In this blog, we want to show that even in scenarios where Python scripting feels like the right solution for managing cloud costs, Wiv.ai offers a better approach. By simplifying automation with predefined workflows, no-code/low-code interfaces, and built-in best practices, Wiv.ai not only saves time but also helps avoid the complexity and risks associated with building custom scripts.
Let’s explore how Wiv.ai compares to Python scripts across several key factors, and why it’s the smarter choice for FinOps automation—whether your challenge is a short-term script or a long-term FinOps platform.

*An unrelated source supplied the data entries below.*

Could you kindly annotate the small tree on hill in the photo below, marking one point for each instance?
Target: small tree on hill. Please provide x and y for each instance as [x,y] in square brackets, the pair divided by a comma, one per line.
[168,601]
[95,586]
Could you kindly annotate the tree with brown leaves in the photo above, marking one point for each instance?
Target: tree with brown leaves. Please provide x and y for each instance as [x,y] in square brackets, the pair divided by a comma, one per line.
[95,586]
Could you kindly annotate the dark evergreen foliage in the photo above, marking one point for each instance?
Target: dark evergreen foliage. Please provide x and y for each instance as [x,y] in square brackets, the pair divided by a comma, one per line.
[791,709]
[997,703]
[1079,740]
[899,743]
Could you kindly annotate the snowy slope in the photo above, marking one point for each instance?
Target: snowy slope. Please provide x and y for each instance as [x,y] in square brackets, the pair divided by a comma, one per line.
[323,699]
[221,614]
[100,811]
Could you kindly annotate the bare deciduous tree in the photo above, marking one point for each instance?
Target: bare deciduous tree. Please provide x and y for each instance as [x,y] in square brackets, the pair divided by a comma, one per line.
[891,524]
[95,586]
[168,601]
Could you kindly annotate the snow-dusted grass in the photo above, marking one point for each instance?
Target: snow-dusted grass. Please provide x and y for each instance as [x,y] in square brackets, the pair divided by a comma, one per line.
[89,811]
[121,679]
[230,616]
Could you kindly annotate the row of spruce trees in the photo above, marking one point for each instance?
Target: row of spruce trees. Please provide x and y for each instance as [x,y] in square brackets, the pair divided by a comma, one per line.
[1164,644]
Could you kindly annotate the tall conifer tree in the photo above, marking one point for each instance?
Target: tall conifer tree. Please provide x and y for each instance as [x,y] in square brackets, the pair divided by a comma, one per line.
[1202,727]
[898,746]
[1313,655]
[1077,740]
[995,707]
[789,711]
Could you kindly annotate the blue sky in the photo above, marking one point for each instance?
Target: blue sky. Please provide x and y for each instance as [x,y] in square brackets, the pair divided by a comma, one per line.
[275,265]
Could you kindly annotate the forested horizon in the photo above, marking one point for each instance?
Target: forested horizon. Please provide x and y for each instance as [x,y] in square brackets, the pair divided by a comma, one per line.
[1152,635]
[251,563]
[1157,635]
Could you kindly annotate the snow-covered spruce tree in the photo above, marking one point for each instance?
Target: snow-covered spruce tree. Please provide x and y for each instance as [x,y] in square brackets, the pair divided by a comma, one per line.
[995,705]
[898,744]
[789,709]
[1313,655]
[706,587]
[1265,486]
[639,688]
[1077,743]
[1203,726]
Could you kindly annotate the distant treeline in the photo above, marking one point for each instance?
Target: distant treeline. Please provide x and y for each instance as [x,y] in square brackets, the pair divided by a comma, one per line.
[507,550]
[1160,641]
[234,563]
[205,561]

1. Scalability and Security
When managing FinOps across multiple AWS accounts, credential management is a critical security concern. Engineering teams often start by hardcoding credentials in Python scripts to quickly get results, but this practice becomes a serious liability as the system scales.
Python Approach:
In Python, teams typically hard-code AWS credentials into their scripts to quickly access cloud resources. This approach might seem fine initially, but it exposes sensitive information, making it a major security risk as more accounts and users interact with the system.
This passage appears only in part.